Members of the Big Push for Midwives Campaign applaud the publication of the American Association of Birth Centers' landmark National Birth Center Study II in the Journal of Midwifery & Women’s Health.
The national prospective study pointed to excellent outcomes in midwife-led birth centers run by both Certified Professional Midwives and Certified Nurse-Midwives. Seventy-nine birth centers participated in the study, recording data for more than 15,000 prenatal courses and births. For more information and insights, check out the blog posts and alerts from Childbirth Connection, Citizens for Midwifery, Lamaze International's Science and Sensibility and many others about the study.
While it wasn’t intended as a direct comparison of CPM and CNM outcomes in birth centers, the study nevertheless provides solid evidence that the excellent outcomes achieved in these birth centers occurred regardless of whether a CNM, a CPM, or a joint team of both provided the midwifery care. At the same time the study, which was published in a scientific peer-reviewed journal, shows that outcomes are not dependent upon any one particular midwifery certification program or any particular educational pathway to certification.
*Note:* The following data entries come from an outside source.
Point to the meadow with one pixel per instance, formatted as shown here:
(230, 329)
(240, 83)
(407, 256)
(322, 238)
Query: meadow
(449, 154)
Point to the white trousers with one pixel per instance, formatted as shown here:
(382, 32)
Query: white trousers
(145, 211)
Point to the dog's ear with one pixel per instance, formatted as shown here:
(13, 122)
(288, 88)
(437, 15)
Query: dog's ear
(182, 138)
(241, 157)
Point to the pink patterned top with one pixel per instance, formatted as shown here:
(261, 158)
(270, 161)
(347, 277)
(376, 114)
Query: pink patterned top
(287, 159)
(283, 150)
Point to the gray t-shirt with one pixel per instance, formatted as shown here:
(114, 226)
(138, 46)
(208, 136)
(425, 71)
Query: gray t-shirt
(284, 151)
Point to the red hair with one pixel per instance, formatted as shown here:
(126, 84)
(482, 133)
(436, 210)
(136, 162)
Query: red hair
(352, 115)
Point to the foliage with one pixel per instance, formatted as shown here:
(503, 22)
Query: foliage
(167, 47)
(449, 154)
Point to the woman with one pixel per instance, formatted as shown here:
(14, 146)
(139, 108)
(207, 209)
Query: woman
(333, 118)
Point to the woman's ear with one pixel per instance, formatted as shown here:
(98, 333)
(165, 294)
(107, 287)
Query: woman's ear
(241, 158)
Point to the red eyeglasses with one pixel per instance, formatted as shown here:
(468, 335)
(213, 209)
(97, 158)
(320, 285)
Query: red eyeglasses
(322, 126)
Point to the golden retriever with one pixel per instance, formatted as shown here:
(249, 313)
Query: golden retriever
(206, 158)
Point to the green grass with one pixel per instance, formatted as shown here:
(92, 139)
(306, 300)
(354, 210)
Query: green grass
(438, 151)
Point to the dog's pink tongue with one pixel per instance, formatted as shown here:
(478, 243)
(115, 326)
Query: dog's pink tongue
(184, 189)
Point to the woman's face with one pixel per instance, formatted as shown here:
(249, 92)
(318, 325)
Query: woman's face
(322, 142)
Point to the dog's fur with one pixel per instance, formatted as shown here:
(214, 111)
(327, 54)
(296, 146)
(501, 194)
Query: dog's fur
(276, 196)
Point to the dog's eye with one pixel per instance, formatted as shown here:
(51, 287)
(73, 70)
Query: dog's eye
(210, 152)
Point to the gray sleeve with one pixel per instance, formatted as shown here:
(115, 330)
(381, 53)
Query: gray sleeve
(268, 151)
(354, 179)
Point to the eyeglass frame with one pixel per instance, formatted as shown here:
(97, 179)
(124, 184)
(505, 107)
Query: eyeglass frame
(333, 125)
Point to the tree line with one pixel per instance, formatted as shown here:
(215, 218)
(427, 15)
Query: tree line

The Big Push calls on policy makers to focus on the demographics of the more than 15,000 women who participated in the study. The majority of birth center consumers were middle-class white women, confirming the unfortunate reality that women of color and low-income women are much less likely to take advantage of the out-of-hospital birth options that produce such excellent outcomes.
Increasing access to birth centers through section 2301 of the Affordable Care Act, which added birth centers and midwifery care in birth centers as mandatory Medicaid services, as well as access to home birth through federal legislation that would guarantee CPMs as providers of a mandated Medicaid service, are necessary steps to making the midwives model care in both settings accessible to all women.
The first step needs to be continued pushing for licensing for CPMs, the specialists in out-of-hospital maternity care, to legally practice in all fifty states. Unless they are licensed by their state, CPMs cannot be included in Medicaid, Tricare, and other government programs – including the new health insurance exchanges under the Affordable Care Act – that will make midwifery care accessible to all women. This new study should go far to convince state legislators to license midwives and federal policymakers to include CPMs in these payment systems and other federal health care programs.
We are keeping the focus on what really matters, after all – delivering the kind of excellent woman-centered care highlighted in this study to the women to want and need it.